We were doing just fine w/sleeping before last week. Before then, Owen would fall asleep w/one of us in our bed, and we'd move him to his bed w/o incident when we went to bed. Well, early last week he stopped that nonsense--his little head would pop up and he'd sit and try to crawl around. This would go on for as long as we let it.

So, then I started putting him in his bed first. He absolutely screams. Cries. Kicks. Tears and everything. The first night it took nearly an hour to get him to sleep. After that it was like 20 minutes each time. Not bad but exhausting for all of us. And at the same time, he's started waking up in the night howling. If I go in there, I find him sitting up or on his knees with his hands on the railing, just wailing. Last night was the worst (hence my plea for help)--he howled for 45 min. and I finally went in there. I took him out and rocked him to sleep--three times. Every time I got up he'd wake up, till the last time. (I think that was from sheer exhaustion.)

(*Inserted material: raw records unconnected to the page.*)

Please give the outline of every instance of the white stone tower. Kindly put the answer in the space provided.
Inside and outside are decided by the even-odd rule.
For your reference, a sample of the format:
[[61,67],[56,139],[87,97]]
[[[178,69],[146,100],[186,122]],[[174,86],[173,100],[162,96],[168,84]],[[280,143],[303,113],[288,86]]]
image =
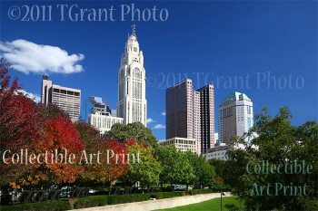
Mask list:
[[140,121],[146,127],[145,80],[144,55],[139,49],[134,24],[118,71],[117,117],[124,118],[124,124]]

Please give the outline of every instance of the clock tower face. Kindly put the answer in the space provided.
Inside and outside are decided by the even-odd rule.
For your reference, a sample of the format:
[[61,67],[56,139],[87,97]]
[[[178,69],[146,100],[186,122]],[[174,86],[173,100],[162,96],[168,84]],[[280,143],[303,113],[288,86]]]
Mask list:
[[124,124],[139,121],[146,127],[145,70],[134,26],[125,43],[120,70],[125,74],[118,72],[117,116],[124,118]]

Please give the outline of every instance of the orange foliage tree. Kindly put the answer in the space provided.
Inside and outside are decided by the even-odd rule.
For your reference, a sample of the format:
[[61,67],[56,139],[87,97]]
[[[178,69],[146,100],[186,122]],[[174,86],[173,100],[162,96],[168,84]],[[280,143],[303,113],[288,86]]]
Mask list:
[[9,69],[0,59],[0,185],[5,186],[37,167],[25,164],[21,151],[35,151],[41,127],[36,103],[23,93],[17,78],[10,83]]
[[81,163],[84,167],[83,177],[103,185],[114,184],[128,171],[124,144],[112,139],[98,137],[92,140],[85,146]]

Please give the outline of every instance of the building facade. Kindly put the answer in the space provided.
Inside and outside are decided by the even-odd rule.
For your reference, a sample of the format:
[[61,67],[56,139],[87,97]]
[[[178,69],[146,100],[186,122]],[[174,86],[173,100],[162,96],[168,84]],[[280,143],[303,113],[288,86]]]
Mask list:
[[227,145],[209,149],[205,154],[206,160],[213,159],[213,158],[227,160],[228,157],[226,153],[228,150],[230,150],[230,148]]
[[42,77],[41,102],[56,104],[66,111],[73,122],[80,114],[81,90],[53,84],[47,75]]
[[112,110],[101,97],[89,96],[82,102],[80,120],[91,124],[101,134],[112,129],[115,123],[124,123],[123,118],[116,117],[116,110]]
[[[166,139],[195,139],[200,153],[214,144],[214,99],[213,85],[194,90],[185,79],[165,91]],[[198,153],[198,154],[200,154]]]
[[193,153],[198,153],[196,142],[195,139],[174,137],[166,140],[159,141],[159,144],[164,147],[172,145],[181,152],[191,151]]
[[103,98],[89,96],[82,101],[80,120],[87,123],[89,115],[95,112],[100,112],[101,115],[106,115],[106,113],[111,113],[111,108]]
[[97,111],[88,116],[88,123],[95,127],[101,134],[111,130],[112,126],[115,123],[124,123],[123,118],[112,117],[109,113],[106,114]]
[[218,108],[219,141],[232,143],[233,137],[240,137],[253,124],[253,102],[244,93],[228,94]]
[[212,84],[199,90],[200,121],[201,121],[201,151],[214,148],[214,91]]
[[140,121],[146,127],[145,70],[144,54],[140,51],[134,25],[122,54],[118,71],[117,117],[124,124]]

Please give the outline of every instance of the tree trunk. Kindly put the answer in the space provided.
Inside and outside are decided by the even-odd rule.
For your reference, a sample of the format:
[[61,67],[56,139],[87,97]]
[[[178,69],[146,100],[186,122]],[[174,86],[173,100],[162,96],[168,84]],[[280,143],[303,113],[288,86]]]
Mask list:
[[174,180],[173,178],[170,179],[170,185],[171,185],[171,192],[174,192],[174,187],[173,187],[173,184],[174,184]]

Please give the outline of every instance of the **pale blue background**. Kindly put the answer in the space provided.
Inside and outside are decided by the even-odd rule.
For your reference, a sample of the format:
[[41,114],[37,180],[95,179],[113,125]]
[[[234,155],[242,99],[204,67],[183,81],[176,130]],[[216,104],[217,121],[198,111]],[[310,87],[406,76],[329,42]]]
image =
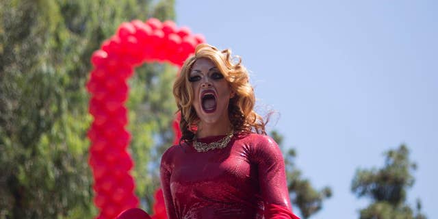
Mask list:
[[177,23],[243,57],[258,105],[280,114],[270,129],[333,190],[312,218],[357,218],[356,169],[403,142],[419,167],[409,202],[438,218],[437,3],[179,0]]

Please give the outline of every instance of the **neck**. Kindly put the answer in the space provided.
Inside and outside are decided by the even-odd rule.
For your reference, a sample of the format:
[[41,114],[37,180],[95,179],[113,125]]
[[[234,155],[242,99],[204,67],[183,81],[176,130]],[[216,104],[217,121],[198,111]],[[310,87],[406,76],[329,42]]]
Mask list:
[[196,138],[227,135],[231,130],[231,123],[229,120],[223,120],[214,124],[201,123],[198,125],[198,131],[196,131]]

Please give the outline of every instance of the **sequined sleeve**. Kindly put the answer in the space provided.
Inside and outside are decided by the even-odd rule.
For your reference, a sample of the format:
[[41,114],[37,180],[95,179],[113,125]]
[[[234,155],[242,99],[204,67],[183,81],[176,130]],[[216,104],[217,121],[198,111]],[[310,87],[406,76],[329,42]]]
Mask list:
[[292,211],[281,151],[270,137],[261,136],[252,159],[258,166],[266,218],[298,218]]
[[173,169],[172,151],[174,147],[168,149],[163,154],[159,168],[161,185],[162,189],[163,190],[163,196],[164,197],[166,212],[167,213],[168,219],[177,218],[175,206],[173,205],[173,198],[170,192],[170,176],[172,170]]

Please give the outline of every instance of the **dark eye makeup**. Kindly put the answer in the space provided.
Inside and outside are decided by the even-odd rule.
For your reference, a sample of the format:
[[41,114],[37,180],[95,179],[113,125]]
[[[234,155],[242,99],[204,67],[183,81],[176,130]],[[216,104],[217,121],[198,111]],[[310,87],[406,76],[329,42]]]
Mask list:
[[195,75],[189,77],[189,81],[195,82],[201,80],[201,76]]
[[[219,71],[214,71],[210,75],[209,77],[214,80],[220,80],[224,78],[224,75]],[[202,77],[200,75],[190,76],[189,81],[196,82],[200,81]]]
[[218,80],[224,78],[224,75],[219,72],[214,72],[213,73],[211,73],[211,75],[210,75],[210,77],[213,79]]

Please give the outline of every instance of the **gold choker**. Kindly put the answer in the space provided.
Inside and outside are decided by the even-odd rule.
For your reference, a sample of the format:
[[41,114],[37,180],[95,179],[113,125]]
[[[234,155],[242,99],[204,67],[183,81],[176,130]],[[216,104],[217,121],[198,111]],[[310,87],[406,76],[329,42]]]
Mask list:
[[206,152],[213,149],[223,149],[228,145],[228,143],[230,142],[233,135],[234,132],[231,131],[229,134],[220,140],[208,144],[198,142],[195,138],[193,140],[193,147],[194,147],[195,150],[198,152]]

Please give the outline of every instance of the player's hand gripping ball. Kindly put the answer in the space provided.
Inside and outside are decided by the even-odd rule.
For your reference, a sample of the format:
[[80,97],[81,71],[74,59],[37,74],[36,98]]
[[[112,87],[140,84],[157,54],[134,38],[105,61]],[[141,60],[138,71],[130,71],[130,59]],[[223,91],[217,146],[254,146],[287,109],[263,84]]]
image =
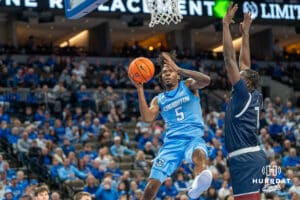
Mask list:
[[129,77],[137,83],[146,83],[154,76],[155,67],[153,62],[145,57],[134,59],[128,68]]

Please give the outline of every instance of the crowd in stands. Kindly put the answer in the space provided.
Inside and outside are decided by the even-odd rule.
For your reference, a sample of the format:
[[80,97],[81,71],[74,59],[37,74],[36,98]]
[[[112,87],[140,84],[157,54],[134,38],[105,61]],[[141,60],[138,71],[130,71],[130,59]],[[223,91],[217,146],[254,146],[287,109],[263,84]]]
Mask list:
[[[5,56],[0,62],[0,147],[5,152],[0,155],[0,199],[34,196],[39,183],[48,184],[52,199],[67,199],[81,190],[95,199],[141,198],[165,127],[160,120],[147,124],[138,117],[128,63],[92,65],[57,55],[30,56],[27,63]],[[187,59],[179,63],[209,74],[210,89],[229,89],[222,66]],[[152,88],[146,92],[149,102],[161,87],[156,79],[147,86]],[[233,199],[223,131],[228,100],[225,96],[220,108],[203,113],[207,164],[214,178],[200,200]],[[268,177],[280,180],[268,195],[299,199],[299,106],[266,98],[259,116],[261,146],[271,166],[281,168]],[[8,162],[14,158],[18,168]],[[158,199],[188,199],[192,168],[183,162],[161,186]]]

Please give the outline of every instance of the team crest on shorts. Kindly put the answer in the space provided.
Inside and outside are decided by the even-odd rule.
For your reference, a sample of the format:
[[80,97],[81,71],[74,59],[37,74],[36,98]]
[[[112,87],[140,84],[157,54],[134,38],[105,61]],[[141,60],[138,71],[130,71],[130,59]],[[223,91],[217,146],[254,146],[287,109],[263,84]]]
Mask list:
[[165,160],[164,159],[157,159],[156,160],[156,166],[157,167],[162,167],[165,163]]

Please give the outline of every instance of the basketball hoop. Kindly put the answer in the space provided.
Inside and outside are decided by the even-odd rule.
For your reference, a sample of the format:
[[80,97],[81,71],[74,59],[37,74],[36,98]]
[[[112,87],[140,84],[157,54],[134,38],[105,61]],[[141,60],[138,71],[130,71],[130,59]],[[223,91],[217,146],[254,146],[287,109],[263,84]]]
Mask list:
[[183,17],[179,13],[177,0],[146,0],[146,2],[151,12],[149,27],[181,22]]

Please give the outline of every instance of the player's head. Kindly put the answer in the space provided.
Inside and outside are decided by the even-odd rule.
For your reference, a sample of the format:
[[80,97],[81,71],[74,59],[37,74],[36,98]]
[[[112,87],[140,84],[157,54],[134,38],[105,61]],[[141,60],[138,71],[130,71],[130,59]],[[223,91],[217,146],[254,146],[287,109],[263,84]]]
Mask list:
[[47,185],[41,185],[34,191],[36,200],[48,200],[49,199],[49,188]]
[[[171,51],[167,54],[169,54],[172,60],[176,62],[177,58],[175,51]],[[160,84],[167,89],[176,86],[180,80],[180,75],[164,62],[162,54],[158,56],[158,63],[161,69],[158,74]]]
[[251,92],[255,89],[257,89],[259,84],[259,74],[258,72],[252,70],[252,69],[245,69],[240,72],[241,79],[243,79],[248,87],[248,90]]
[[88,192],[79,192],[74,196],[74,200],[92,200],[92,195]]

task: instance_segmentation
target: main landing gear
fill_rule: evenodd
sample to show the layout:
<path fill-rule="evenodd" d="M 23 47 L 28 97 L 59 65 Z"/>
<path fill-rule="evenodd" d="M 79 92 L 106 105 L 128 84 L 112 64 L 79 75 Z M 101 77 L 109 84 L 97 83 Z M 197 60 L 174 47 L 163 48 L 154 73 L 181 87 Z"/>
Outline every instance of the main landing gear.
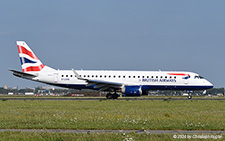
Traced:
<path fill-rule="evenodd" d="M 188 99 L 192 99 L 191 93 L 192 93 L 192 91 L 188 91 Z"/>
<path fill-rule="evenodd" d="M 118 94 L 116 94 L 116 93 L 107 93 L 106 94 L 106 98 L 107 99 L 117 99 L 119 96 L 118 96 Z"/>

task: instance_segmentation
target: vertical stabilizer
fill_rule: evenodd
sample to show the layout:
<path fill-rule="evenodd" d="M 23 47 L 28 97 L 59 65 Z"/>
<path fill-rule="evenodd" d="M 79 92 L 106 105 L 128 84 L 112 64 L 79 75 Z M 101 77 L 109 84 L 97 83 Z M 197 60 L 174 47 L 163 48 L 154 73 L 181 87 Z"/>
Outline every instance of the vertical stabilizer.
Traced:
<path fill-rule="evenodd" d="M 42 64 L 42 62 L 24 41 L 17 41 L 16 43 L 23 72 L 39 72 L 44 68 L 51 69 Z"/>

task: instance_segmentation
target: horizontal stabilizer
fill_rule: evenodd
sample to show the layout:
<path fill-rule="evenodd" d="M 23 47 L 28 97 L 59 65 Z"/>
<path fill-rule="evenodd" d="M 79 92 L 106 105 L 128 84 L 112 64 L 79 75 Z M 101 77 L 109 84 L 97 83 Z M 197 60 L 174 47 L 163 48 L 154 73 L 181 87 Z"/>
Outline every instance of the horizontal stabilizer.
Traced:
<path fill-rule="evenodd" d="M 17 76 L 17 77 L 22 77 L 22 78 L 32 78 L 32 77 L 37 77 L 34 74 L 29 74 L 29 73 L 25 73 L 25 72 L 20 72 L 20 71 L 16 71 L 16 70 L 9 70 L 11 72 L 13 72 L 13 75 Z"/>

He's never let me rock him since about a month after we can home (he came home 1 Aug.). He'd sit up and twist and at that time, wanted to just be in our bed lying down to fall asleep. So rocking seems to work. But I do not want to do this at 2am. I'll do it when he goes to bed, if that works!

Has anyone else come up against this issue? Any input? If so, email me or post a comment here!

Two things we think it could be:
-teething--he has 4 coming in altho he doesn't act like they bother him AT ALL during the day

-separation anxiety

But we're just not sure. Any thoughts? Thanks!